Cross-posted from The American Complaint Department
In another attempt to show that Kim Jong-un is bigger than the children’s pajamas that he wears, North Korea announced today that it was considering the armistice that ended the Korean war in 1953 nullified. This comes on the heals of a threat to launch a preemptive nuclear strike against the United States. This follows a pattern that North Korea has set over the years of escalating threats; however, the inclusion of a nuclear strike on the U.S. is a new, albeit not very realistic, threat. It’s time for the rest of the world, including China, to put North Korea in its place.
North and South Korea have technically still been at war for the last 50 years. The armistice was simply an agreement to end the fighting. The nullification of the armistice means that either side could resume combat at any time. Along with the nullification, the North shut down the phone line that served as a direct line of communication between the two countries. The question is whether or not North Korea is gearing up to resume a war that claimed over 2.8 million lives, including 36,500 U.S. troops.
It is entirely possible that this is just another bluff meant to intimidate the world and get countries to ease the newest sanctions placed on North Korea. However, these kinds of threats must be taken very seriously, even if it is likely that it is a bluff.

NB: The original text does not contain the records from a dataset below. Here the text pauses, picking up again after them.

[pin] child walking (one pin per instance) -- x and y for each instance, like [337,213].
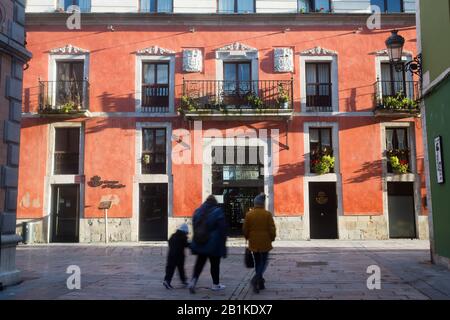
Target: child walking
[175,258]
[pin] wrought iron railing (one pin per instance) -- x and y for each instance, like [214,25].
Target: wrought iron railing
[225,94]
[155,98]
[63,96]
[397,96]
[318,97]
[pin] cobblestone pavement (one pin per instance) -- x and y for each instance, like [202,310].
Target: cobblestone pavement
[297,270]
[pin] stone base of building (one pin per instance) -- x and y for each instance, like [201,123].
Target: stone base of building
[9,275]
[442,261]
[362,228]
[93,230]
[288,228]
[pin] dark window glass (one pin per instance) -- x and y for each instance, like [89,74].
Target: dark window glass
[320,144]
[67,146]
[154,151]
[314,5]
[155,87]
[393,81]
[397,145]
[236,6]
[318,86]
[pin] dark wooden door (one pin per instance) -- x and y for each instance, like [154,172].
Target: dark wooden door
[65,213]
[153,212]
[402,222]
[323,210]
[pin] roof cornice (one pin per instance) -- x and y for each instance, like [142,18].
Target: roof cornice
[213,19]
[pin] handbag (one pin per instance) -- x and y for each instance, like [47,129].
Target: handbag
[249,262]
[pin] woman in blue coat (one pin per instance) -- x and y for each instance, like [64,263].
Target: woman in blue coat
[212,246]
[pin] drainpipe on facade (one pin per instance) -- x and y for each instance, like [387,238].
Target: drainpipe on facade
[425,139]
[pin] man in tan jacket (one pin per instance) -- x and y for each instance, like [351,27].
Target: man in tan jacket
[259,230]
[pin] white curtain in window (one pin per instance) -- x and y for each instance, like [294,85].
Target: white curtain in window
[246,6]
[326,138]
[401,139]
[165,5]
[303,6]
[226,6]
[389,139]
[311,79]
[324,77]
[149,73]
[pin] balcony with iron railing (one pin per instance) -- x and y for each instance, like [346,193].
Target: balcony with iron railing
[64,98]
[397,98]
[222,99]
[155,98]
[318,97]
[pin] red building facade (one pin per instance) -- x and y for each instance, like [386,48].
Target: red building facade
[139,109]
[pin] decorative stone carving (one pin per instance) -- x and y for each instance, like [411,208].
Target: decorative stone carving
[192,60]
[318,51]
[69,49]
[384,52]
[155,51]
[237,46]
[283,60]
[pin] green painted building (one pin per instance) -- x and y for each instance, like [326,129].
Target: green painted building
[434,38]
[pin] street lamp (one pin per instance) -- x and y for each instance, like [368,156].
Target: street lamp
[394,46]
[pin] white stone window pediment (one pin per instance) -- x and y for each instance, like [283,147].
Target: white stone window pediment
[192,60]
[384,52]
[318,51]
[237,46]
[283,60]
[69,50]
[236,50]
[155,51]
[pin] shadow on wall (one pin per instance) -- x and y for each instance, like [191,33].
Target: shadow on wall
[117,103]
[367,172]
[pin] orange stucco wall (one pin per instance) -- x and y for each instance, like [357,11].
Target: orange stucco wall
[110,142]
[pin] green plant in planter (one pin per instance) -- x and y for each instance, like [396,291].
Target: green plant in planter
[399,102]
[68,107]
[146,159]
[283,97]
[398,166]
[255,101]
[324,165]
[187,104]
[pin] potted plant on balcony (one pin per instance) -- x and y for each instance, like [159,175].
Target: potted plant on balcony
[399,166]
[283,98]
[398,160]
[254,101]
[322,161]
[146,159]
[399,102]
[187,104]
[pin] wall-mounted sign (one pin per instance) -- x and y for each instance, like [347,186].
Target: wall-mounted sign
[439,160]
[97,181]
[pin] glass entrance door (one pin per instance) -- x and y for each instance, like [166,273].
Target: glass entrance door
[238,177]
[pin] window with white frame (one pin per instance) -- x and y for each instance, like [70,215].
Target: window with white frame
[236,6]
[67,151]
[398,152]
[154,151]
[155,86]
[155,6]
[320,145]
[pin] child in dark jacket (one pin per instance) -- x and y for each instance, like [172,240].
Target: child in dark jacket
[175,258]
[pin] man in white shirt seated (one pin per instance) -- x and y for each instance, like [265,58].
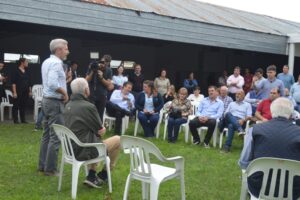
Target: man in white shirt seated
[196,97]
[235,82]
[209,110]
[236,116]
[121,103]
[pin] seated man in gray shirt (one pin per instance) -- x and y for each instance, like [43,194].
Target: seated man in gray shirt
[277,138]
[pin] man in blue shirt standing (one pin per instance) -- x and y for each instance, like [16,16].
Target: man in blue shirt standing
[208,112]
[287,79]
[54,97]
[236,116]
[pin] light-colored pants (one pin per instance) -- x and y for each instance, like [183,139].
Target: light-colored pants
[113,149]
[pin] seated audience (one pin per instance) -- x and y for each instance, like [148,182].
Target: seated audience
[179,111]
[295,93]
[149,103]
[121,103]
[196,97]
[271,82]
[277,138]
[209,110]
[170,95]
[162,83]
[235,82]
[119,79]
[236,116]
[190,83]
[82,118]
[254,97]
[263,112]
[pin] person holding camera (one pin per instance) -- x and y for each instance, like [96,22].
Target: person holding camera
[149,103]
[179,111]
[99,76]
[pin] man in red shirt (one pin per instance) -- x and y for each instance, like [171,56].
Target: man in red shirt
[263,112]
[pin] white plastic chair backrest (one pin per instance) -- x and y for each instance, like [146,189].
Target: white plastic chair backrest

I don’t think it’s likely that any new sanctions will be successful in persuading the North to cut back on the rhetoric. I believe that it will take action by China to convince Kim Jong-un and his toadies to shut up and calm down.

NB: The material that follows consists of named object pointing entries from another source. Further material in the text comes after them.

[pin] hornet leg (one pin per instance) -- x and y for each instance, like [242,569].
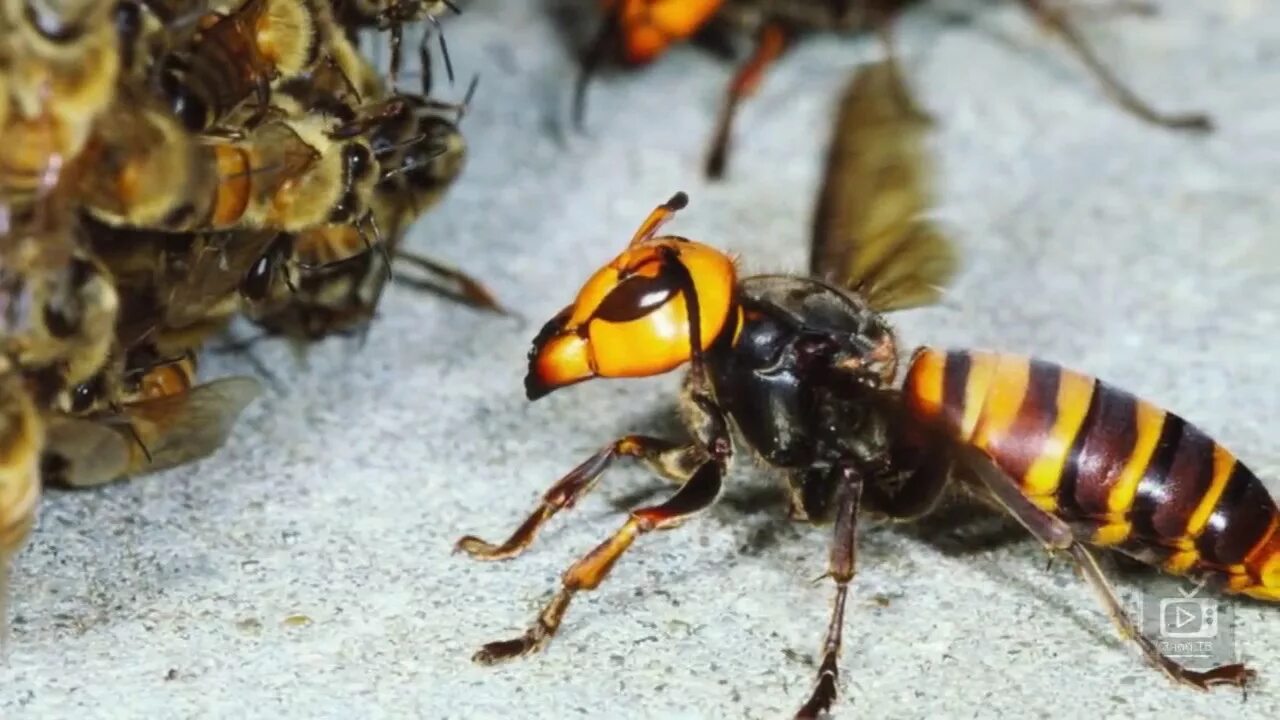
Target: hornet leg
[768,48]
[668,459]
[844,551]
[589,572]
[1057,22]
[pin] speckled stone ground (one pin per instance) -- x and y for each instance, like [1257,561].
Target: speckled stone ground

China is the only world power aligned with North Korea. Recent reports have suggested that even China is getting tired of the constant threats and refusal to accept a rollback of their nuclear program. The continued escalation of threats and any renewed military action against South Korea should prompt China to step in and pull North Korea’s leash. They must make it clear that they will not allow North Korea to act like an angry child constantly threatening, or following through with their threats, to attack others. The resulting backlash of instability in the region is just one of the potential side effects of North Korea and Kim Jong-un’s “little man syndrome.” If China continues to support North Korea and ignore or sidestep the sanctions placed on the country, the relations between China and other nations will begin to suffer. This would lead to negative impacts on the Chinese economy.
To avoid this, China must step in and act as a responsible world power. The world is tiring of North Korean threats and rhetoric – regardless of the fact that many of the threats are unrealistic at this time. Eventually, other world powers will begin to step in themselves. However, I don’t expect other nations, particularly the United States, to respond with a very light hand if provoked.